A library contains a function that returns the length of a list and another that returns the maximum value. A programmer writes code that assumes both functions return the same data type. This error best describes what type of issue?
What is a type mismatch (or incorrect assumption about return types)?
Two algorithms solve the same problem. One runs in O(n log n), the other in O(n²). For very small inputs, the slower-growing algorithm may still perform worse. This is primarily due to what hidden factor?
What is constant factors (or implementation overhead)?
A simulation consistently produces results that are far from the expected outcome, even after thousands of trials. This suggests a problem with what aspect of the simulation?
What is bias (or an incorrect model)?
A programmer writes:
x ← x + 1
This statement cannot be interpreted as a mathematical equation. Instead, it represents what fundamental programming concept?
What is reassignment (updating a variable’s stored value)?
A program prints "B" only when a number is greater than 5, less than 10, and even. What is the complete set of integer values that produce "B"?
What is 6 and 8?
A programmer uses a library function without understanding that it modifies the original list instead of returning a new one. This results in unintended side effects. What is the underlying concept being misunderstood?
What is mutability (or side effects of procedures)?
An algorithm has two nested loops where the outer loop runs n times and the inner loop runs only when a condition depending on n/2 is met, executing at most n/2 times total. What is the overall time complexity?
What is O(n)?
A programmer designs a simulation where one outcome is accidentally given a higher probability than intended. Even with many trials, the results remain skewed. This demonstrates that increasing trials cannot fix what type of error?

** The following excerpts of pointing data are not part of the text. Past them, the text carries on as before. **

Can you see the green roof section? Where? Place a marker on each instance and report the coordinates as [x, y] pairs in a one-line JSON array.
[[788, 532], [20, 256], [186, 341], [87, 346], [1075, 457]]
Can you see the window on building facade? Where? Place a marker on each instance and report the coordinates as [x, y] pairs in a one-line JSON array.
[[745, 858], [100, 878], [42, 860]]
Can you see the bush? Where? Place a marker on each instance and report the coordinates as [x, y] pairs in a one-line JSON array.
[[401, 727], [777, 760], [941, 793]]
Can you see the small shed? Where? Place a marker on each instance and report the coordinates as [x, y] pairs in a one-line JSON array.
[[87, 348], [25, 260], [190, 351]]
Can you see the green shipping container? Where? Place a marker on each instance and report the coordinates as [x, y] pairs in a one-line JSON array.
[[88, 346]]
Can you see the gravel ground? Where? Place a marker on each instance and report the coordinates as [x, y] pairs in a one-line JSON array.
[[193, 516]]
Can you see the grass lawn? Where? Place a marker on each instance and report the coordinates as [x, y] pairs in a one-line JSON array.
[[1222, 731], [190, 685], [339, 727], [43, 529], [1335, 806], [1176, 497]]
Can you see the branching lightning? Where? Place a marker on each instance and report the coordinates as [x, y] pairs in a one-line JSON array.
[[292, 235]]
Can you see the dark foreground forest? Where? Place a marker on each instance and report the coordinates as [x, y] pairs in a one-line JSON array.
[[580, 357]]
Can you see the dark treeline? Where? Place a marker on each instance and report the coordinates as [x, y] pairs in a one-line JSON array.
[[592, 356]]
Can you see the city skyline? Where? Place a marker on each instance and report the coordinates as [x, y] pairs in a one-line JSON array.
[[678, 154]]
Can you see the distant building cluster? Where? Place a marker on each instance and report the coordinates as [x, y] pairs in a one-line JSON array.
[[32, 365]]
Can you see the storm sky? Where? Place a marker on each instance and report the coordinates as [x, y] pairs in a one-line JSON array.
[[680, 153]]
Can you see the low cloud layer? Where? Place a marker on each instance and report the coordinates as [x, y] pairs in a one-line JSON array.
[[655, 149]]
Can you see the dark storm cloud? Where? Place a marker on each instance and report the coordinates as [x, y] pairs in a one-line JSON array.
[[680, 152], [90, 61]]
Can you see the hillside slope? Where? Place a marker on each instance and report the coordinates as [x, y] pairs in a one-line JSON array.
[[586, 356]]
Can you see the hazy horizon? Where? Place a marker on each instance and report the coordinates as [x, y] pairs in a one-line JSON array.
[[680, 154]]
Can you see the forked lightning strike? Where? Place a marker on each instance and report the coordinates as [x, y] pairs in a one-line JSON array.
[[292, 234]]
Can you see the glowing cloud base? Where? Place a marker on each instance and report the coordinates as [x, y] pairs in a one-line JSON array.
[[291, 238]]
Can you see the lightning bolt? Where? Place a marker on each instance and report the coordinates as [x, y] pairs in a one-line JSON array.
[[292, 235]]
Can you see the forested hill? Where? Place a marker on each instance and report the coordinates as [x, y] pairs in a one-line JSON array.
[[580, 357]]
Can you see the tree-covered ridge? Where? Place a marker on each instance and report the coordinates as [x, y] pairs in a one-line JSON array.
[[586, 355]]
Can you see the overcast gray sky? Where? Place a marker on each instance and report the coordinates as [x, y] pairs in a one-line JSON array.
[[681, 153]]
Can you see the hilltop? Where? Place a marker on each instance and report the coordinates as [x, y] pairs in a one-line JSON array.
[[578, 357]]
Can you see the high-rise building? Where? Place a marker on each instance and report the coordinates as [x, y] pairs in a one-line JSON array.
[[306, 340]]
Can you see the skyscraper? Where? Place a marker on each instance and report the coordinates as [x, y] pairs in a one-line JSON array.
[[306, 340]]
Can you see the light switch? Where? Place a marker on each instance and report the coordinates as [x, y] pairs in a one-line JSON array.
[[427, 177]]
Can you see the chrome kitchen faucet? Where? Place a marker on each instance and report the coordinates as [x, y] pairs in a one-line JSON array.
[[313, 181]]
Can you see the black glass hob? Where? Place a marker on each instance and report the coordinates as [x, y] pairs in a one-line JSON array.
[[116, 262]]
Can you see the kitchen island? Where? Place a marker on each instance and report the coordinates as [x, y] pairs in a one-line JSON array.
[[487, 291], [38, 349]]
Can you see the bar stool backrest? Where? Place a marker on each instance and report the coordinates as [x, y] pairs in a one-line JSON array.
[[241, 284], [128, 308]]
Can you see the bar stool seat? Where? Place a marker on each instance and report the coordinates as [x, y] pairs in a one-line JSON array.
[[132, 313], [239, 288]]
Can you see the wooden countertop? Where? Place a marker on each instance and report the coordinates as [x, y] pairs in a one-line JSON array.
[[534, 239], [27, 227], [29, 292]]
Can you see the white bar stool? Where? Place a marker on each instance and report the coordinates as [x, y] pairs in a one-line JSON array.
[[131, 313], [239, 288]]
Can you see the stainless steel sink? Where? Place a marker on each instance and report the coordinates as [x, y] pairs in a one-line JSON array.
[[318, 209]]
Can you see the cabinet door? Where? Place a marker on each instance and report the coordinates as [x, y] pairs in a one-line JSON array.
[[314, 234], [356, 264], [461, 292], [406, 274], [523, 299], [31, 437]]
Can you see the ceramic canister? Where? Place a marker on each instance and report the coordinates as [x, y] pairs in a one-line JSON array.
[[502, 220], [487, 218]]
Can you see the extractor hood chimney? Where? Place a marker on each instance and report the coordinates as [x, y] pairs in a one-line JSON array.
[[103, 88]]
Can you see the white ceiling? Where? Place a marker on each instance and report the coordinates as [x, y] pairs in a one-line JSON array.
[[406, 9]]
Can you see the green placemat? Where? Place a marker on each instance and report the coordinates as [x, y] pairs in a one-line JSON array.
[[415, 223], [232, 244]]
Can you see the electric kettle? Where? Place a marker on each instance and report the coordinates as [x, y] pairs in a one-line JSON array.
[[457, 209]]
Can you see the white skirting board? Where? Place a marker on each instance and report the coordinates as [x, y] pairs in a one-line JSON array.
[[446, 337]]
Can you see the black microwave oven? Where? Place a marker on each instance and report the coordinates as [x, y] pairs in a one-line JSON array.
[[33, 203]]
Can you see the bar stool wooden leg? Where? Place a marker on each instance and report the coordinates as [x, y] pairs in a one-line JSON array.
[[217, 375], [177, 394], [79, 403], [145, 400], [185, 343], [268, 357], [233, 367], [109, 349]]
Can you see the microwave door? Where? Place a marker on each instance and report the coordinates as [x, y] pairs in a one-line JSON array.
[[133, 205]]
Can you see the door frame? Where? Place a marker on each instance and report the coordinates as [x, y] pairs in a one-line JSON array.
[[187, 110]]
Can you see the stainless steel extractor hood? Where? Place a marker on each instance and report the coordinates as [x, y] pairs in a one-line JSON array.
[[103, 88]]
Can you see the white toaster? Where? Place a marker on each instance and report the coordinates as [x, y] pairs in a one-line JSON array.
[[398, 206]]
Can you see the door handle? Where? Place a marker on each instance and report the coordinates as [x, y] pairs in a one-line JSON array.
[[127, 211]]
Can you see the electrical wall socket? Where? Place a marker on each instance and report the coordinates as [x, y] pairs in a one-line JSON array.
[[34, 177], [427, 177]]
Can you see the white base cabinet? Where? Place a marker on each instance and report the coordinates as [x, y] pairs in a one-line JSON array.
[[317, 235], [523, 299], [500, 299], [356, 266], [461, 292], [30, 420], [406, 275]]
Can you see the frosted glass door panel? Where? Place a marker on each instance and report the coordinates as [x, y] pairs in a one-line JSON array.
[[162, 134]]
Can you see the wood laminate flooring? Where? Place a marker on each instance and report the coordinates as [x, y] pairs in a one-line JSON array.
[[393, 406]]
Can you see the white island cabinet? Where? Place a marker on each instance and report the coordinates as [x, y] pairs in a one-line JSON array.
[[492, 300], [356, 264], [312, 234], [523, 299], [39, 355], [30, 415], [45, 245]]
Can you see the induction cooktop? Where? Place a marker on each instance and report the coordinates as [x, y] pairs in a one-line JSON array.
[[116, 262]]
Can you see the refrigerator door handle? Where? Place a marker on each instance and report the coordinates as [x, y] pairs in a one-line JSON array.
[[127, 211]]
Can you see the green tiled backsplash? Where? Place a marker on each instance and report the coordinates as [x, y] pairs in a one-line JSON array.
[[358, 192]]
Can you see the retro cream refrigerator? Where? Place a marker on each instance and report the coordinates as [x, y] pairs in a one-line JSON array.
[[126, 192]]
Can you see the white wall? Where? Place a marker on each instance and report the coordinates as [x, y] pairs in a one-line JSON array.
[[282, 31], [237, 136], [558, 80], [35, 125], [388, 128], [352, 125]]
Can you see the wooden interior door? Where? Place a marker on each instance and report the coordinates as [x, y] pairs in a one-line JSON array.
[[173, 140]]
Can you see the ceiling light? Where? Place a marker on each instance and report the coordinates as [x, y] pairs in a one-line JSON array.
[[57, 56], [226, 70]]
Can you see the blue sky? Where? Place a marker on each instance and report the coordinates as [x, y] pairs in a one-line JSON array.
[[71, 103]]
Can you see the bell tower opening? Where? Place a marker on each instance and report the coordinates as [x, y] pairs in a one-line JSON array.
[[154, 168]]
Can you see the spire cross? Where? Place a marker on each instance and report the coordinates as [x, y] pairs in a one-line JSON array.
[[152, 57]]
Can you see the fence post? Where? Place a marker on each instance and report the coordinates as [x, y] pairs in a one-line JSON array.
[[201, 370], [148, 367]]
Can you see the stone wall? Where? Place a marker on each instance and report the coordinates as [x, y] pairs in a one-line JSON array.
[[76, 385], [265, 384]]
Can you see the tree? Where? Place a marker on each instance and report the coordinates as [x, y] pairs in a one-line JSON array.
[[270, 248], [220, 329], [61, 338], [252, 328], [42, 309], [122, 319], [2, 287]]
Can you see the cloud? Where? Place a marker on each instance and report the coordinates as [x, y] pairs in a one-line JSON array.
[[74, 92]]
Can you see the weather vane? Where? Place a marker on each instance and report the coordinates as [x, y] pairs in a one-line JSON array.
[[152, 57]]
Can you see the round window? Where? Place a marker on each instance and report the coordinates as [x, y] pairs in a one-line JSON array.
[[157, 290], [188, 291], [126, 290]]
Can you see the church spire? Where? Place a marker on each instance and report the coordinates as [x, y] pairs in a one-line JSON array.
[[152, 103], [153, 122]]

What is systematic error (or bias)?
Two variables, a and b, are used in sequence: first a ← b, then b ← a. After execution, both variables contain the same value. This failed attempt was trying to accomplish what task?
What is swapping two variables?
A program checks whether x is positive or negative, and inside each case, it only prints output if y is also positive. In all other cases, nothing is printed. Under what conditions will the program produce no output?
What is when y ≤ 0 and x ≠ 0, or when x = 0 and y ≤ 0?
A library function is documented to return a value only when the input list is non-empty. A programmer fails to check this condition before calling the function. This type of error is best classified as what?
What is a failure to handle edge cases (or lack of input validation / precondition violation)?
A program processes a list by repeatedly removing the first element until the list is empty. Each removal requires shifting all remaining elements. What is the overall time complexity of this process?
What is O(n²)?
Two different simulations model the same situation. One uses 100 trials, the other uses 10,000 trials. The larger simulation is more likely to produce accurate results due to what statistical principle?
What is the law of large numbers?
A variable is used in an expression before it has been assigned any value. This leads to what type of error or issue in many programming environments?
What is undefined value (or runtime/initialization error)?
A program prints "B" only if x > 10 and y > 10, but not when their sum exceeds 25. What is the full condition describing when "B" is printed?
What is x > 10 AND y > 10 AND x + y ≤ 25?
A programmer writes their own procedure that internally calls multiple library functions, each with known time complexities. To determine the overall efficiency, the programmer must analyze what combined concept?
What is the composition of algorithms (or combining time complexities of function calls)?
An algorithm divides a problem in half each step and does a linear amount of work combining results at each level of recursion. What is the overall time complexity?
What is O(n log n)?
A simulation is repeated many times, and the results are averaged to estimate an outcome. This average is used as an approximation of what underlying concept?
What is the expected value (or long-run average)?
A programmer updates a variable inside a loop using its previous value (e.g., accumulating a total). This pattern is essential for tracking running results and is known as what?
What is an accumulator (or iterative updating of a variable)?